|
Author:
{'username': 'sulabhM', 'name': 'Sulabh Mahajan', 'email': 'sulabh.mahajan@mongodb.com'}
Message: SERVER-35473 Fix writeconflict issues with cursor restarts
(cherry picked from commit b807f350638757c8833d82fec14a90d7b3a03051)
Branch: v4.0
https://github.com/mongodb/mongo/commit/a37441baa3d5d3dc6f70c7b0d7825f9dbbc90b3f
|
|
The final fix involved the following:
- Index and Collection cursors restart were not always taking a new transaction. Change made makes sure that if not under a transaction already, a read transaction is started on cursor restart
- Cursor restarts using save() / restore() were calling SQLite reset, which was not sufficient to give up read lock on the snapshot being operated on.
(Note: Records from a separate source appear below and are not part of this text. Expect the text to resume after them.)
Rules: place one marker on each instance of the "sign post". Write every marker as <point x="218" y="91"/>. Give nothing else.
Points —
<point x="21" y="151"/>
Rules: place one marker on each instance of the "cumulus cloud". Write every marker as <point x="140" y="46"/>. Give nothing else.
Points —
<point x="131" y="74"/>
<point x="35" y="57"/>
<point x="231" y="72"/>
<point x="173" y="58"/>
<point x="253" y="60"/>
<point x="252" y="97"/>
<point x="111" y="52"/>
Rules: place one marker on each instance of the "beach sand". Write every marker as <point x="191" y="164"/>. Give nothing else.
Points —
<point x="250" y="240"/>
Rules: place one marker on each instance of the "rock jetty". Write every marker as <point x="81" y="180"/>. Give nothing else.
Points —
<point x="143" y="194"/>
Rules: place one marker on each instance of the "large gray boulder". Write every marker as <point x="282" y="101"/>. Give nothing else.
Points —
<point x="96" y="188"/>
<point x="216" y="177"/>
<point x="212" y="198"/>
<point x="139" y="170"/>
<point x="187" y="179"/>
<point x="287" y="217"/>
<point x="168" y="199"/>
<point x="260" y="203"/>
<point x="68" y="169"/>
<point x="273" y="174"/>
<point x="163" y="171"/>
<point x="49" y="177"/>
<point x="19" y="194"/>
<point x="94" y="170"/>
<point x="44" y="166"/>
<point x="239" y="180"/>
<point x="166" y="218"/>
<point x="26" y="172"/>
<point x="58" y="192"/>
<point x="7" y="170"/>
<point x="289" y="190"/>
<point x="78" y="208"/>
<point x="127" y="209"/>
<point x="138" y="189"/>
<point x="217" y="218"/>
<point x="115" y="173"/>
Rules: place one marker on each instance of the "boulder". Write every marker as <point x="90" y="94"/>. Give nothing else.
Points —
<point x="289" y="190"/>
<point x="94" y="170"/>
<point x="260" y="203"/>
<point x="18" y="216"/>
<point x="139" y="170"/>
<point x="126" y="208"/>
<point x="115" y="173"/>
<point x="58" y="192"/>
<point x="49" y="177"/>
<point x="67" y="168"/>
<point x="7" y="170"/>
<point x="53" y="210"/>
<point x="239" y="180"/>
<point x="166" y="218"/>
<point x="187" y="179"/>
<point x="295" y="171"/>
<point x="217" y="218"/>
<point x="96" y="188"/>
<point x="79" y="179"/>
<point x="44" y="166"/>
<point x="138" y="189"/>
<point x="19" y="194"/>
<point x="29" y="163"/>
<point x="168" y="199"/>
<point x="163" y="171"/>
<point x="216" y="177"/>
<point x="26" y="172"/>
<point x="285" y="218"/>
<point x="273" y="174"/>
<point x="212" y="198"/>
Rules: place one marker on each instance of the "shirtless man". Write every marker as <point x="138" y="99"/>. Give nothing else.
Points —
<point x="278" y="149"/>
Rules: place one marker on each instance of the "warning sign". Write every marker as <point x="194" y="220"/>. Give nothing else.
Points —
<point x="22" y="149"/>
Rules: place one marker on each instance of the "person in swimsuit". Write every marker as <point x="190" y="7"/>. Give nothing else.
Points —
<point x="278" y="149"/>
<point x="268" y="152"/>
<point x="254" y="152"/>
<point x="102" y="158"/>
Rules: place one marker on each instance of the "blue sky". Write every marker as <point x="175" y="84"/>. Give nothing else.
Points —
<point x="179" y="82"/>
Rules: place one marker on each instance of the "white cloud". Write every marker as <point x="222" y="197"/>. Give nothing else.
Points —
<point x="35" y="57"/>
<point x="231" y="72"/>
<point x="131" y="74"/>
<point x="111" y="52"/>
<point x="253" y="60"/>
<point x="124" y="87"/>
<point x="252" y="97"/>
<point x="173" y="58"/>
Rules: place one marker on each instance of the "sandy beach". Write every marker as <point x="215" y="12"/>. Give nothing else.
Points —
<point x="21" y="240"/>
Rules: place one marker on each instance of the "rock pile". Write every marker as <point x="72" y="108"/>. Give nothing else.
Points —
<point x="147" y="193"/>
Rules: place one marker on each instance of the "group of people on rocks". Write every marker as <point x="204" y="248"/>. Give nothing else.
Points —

Change made calls finalize on the sqlite statement on saving the state and re-prepares the statement on doing a restore. This releases the snapshot and acquires a new one on restarting the query
- MapReduce at the finalReduce stage after running a query into the storage engine through the planner was not destroying the planner context and hence not calling save/restore on the underlying cursors. Change made fixes that by destroying the context when not needed.
|
|
Author:
{'username': 'sulabhM', 'name': 'Sulabh Mahajan', 'email': 'sulabh.mahajan@mongodb.com'}
Message: SERVER-35473 Fix writeconflict issues with cursor restarts
Branch: master
https://github.com/mongodb/mongo/commit/b807f350638757c8833d82fec14a90d7b3a03051
|
Do you suspect the problem lies in the way that SqliteStatement is using prepared statements to implement index scans?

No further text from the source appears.